Utilise accumulated pipeline aid to manage crunch
An IMF team now in creditworthiness talks with Bangladesh government suggested utilising the foreign aid accumulated in the pipeline, unused for delays in project implementation, at this crunch time, officials said Monday.

The International monetary Fund (IMF) also suggested Bangladesh deposit in its treasury an amount equivalent to stalled interest payments against the US$11.38-billion borrowing from Russia-a measure that may lower the country's forex reserves further.

Officials say two instalments of interest payments have been halted since last fiscal following payment restrictions to Moscow for USD sanctions in retaliation for Russia's Ukraine war.

The visiting IMF delegation offered the suggestions when they met the Economic Relations Division (ERD) on Monday at the ERD office, discussing a wide range of financial and economic issues. ERD Secretary Sharifa Khan attended the meeting.

They suggested the ERD take steps to release the huge unutilised foreign aid in the pipeline, one official said. According to the ERD, the foreign assistance in the pipeline was recorded at around US$48.46 billion as of last FY2022.

The official said the IMF team also wanted to know about Bangladesh government's requirement of budgetary support from other multilateral and bilateral development partners in addition to the proposed IMF loan.

They also enquired about the debt-repayment strengths of Bangladesh in the future days.

And ERD briefed the IMF team on Bangladesh's total debt, its repayment capacity, debt sustainability, future target of foreign aid and the like.

Officials attending the meeting told the FE that since the repayment to Russia against the borrowings for the Rooppur nuclear power plant (RNPP) project had been put on hold for the US sanctions on Moscow and on the payments gateway, the IMF suggested that Bangladesh keep smooth repayment facilities available in its account.

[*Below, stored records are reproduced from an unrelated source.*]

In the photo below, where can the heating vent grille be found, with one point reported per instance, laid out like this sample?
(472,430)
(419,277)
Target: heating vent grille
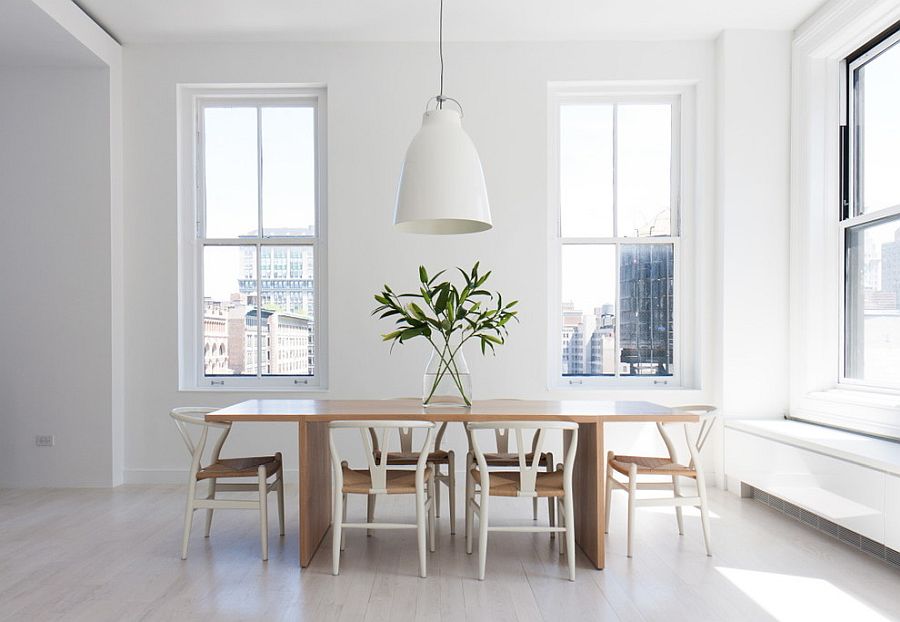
(857,541)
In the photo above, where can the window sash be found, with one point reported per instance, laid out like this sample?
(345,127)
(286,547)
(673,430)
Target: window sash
(852,168)
(558,241)
(193,101)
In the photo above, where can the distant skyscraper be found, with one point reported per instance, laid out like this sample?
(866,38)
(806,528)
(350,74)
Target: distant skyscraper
(285,280)
(646,278)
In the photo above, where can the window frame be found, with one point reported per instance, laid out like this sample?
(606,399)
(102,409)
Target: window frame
(850,214)
(191,100)
(681,98)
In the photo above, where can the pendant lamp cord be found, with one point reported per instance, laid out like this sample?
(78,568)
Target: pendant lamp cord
(441,51)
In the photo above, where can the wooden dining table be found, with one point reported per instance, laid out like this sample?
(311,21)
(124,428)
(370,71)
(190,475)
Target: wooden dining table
(314,415)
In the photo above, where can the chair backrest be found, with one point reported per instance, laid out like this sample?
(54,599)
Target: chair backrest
(695,442)
(527,472)
(406,440)
(190,417)
(375,433)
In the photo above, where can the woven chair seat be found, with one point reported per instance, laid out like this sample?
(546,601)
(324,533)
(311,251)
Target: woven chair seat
(507,483)
(512,459)
(650,466)
(359,481)
(240,467)
(407,458)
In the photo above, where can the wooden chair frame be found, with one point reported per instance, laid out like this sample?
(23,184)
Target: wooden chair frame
(527,481)
(501,438)
(379,480)
(184,418)
(448,479)
(694,470)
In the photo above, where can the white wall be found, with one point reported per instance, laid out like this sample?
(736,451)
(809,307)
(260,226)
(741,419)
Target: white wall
(55,372)
(376,95)
(752,227)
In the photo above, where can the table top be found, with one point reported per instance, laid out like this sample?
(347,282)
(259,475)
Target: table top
(582,411)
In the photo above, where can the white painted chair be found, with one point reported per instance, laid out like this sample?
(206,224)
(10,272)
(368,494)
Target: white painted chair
(502,457)
(260,467)
(378,479)
(633,467)
(436,458)
(527,481)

Bangladesh couldn't pay two interest installments on the disbursed loan amount against the US$11.38 billion worth of Russia-confirmed loan.

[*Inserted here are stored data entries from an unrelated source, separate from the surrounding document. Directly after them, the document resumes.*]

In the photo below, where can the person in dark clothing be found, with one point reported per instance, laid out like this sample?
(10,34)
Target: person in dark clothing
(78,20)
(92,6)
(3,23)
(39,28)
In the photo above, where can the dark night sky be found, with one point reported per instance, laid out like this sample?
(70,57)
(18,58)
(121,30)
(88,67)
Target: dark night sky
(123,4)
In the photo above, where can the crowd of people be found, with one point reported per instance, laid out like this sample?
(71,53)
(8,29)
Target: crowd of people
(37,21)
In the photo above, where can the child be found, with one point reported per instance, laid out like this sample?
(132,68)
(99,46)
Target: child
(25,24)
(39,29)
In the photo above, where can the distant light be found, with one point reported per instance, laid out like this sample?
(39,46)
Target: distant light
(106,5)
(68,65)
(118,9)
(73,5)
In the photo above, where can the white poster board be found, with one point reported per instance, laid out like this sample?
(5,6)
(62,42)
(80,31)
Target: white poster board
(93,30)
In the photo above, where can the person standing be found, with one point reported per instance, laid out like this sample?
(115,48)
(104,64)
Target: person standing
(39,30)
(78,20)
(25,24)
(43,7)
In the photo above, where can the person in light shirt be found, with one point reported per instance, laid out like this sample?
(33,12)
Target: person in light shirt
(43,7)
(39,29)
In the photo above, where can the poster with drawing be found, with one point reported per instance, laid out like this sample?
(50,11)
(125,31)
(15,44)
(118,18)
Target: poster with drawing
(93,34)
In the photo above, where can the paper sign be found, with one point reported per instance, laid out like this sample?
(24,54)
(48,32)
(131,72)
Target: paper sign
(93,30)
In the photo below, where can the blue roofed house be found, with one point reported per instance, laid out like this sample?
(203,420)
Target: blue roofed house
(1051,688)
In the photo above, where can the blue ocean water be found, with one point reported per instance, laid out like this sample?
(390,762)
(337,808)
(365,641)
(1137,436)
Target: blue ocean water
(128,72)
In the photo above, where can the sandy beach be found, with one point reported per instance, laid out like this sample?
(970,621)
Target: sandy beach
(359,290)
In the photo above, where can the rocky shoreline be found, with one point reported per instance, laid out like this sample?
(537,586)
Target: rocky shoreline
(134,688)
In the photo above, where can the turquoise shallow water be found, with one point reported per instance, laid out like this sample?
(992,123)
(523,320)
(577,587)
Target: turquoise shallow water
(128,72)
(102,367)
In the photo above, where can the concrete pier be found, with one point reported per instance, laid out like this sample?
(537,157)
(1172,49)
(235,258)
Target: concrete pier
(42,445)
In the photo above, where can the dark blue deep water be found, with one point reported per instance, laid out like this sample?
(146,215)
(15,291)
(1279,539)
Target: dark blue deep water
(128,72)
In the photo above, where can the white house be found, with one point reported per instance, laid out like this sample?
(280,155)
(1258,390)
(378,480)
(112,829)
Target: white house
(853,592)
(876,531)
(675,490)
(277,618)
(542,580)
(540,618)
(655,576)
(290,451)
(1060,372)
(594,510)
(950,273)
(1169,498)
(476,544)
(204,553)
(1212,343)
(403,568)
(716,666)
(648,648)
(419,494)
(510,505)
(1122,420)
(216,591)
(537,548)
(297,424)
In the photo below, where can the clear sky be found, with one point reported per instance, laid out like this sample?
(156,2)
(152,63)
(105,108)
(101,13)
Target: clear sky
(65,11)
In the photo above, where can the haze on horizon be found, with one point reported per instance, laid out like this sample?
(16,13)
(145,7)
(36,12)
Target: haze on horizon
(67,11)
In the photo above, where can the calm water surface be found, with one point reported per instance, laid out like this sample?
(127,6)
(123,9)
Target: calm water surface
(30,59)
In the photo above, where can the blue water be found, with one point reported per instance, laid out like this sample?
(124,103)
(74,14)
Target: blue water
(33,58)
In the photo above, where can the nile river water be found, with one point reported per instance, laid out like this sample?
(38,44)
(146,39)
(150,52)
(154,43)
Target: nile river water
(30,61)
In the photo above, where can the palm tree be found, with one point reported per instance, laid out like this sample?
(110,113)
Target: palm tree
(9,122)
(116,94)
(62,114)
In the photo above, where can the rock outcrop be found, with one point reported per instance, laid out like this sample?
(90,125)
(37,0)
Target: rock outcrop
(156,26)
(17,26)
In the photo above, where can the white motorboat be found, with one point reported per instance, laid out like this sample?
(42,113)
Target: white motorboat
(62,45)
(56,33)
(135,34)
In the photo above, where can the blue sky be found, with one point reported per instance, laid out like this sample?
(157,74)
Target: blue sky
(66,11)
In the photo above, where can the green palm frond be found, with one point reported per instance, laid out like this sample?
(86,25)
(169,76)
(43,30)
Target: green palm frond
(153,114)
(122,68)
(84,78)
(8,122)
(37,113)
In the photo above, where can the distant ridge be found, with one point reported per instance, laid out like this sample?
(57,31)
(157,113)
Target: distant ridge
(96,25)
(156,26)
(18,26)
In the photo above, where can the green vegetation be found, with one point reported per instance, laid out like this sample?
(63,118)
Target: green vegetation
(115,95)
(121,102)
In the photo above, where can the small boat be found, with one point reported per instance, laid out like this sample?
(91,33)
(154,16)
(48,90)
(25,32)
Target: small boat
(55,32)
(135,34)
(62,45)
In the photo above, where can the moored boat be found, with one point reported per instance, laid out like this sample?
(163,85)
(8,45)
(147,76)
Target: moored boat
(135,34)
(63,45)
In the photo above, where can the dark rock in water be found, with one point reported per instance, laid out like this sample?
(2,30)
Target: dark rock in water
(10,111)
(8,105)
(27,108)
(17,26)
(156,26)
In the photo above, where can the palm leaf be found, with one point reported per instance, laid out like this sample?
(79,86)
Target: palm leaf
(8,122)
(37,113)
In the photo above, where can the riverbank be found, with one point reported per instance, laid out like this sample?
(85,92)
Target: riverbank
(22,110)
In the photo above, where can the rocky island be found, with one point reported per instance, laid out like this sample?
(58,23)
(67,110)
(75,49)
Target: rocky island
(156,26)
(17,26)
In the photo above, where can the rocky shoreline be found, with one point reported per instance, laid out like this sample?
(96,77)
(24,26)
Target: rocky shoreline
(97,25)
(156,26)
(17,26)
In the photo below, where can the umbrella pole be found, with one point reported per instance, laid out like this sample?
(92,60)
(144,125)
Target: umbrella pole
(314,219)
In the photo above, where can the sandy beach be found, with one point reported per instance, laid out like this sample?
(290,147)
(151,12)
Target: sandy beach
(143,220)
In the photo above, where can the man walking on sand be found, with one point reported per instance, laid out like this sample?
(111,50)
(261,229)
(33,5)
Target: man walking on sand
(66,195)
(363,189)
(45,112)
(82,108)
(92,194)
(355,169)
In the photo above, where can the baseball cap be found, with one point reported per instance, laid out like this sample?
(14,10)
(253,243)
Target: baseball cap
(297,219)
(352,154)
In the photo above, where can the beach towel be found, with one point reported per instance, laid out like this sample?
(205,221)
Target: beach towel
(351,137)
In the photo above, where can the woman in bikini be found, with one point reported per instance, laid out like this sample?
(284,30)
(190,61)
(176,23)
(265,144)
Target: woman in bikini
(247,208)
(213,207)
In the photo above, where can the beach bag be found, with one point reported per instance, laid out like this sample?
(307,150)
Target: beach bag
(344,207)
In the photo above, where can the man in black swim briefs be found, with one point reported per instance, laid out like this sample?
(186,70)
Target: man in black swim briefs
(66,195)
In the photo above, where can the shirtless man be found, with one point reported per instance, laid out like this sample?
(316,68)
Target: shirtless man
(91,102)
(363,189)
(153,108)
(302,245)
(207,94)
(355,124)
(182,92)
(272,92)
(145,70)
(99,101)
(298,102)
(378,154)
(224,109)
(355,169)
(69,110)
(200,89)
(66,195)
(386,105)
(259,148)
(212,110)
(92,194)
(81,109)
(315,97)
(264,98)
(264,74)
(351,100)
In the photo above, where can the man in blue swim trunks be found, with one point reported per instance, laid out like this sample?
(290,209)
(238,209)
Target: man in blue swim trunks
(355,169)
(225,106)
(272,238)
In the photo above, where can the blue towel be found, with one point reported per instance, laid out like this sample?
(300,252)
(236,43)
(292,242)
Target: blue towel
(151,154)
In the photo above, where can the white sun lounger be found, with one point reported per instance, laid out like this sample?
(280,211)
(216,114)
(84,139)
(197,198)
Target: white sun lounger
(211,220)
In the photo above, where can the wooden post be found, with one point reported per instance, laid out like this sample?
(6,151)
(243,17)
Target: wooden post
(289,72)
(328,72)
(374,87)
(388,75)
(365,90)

The government in July 2016 signed the loan deal with Russia with maturity in 30 years with a grace period of 10 years.

According to the agreement, the interest rate on the loan is LIBOR plus 1.75 per cent. However, the interest rate now could exceed 4.0 per cent in any case of LIBOR-rate fluctuations.

The principal amount of the loan will have to be repaid after June 2027 as the 10-year grace period will end by then.

Currently, Bangladesh government repays interest on the disbursed amount against the $11.38 billion worth of confirmed credit.

As such, the IMF advises the ERD to deposit the funds equivalent to the due repayment amount into a account at the central bank or at Sonali Bank, from where the government usually repays debts to the overseas lenders.

"Bangladesh government is ready to repay the Russian loan when the payment channel will open," the Fund executives were told.

"The government is also working to find out ways of the repayment of the Russian loan for the Rooppur power-plant project if the two sides agree," the official said.

Meanwhile, the delegation in another meeting on the day inquired about the reforms carried out to make Bangladesh's investment climate friendlier to attract more investments.

The delegation, which is now scrutinising financial health of the country before deciding on a budget- support loan talked to officials of the Bangladesh Investment Development Authority (BIDA) at its office.

Also, the IMF officials wanted to know what other reform measures are underway and the future reform plans, sources said.

A senior BIDA official, who was present at the meeting, told the FE in the recent years BIDA had conducted some "important" reforms to make doing business easier in Bangladesh.

The IMF team has been apprised about the BDIA activities, he said.

At the meeting, he said, the IMF team was informed about the success stories of the Bangladesh Export Processing Zone Authority (BEPZA). Also the investment situation in economic zones has been described.

Sources said the now-defunct ease-of-doing-business index of the World Bank came into discussion at the meeting. The BIDA officials informed the IMF team that the authority has been preparing a similar index to keep tally what has been done so far and what more need to be done in the future to make investment attractive in Bangladesh.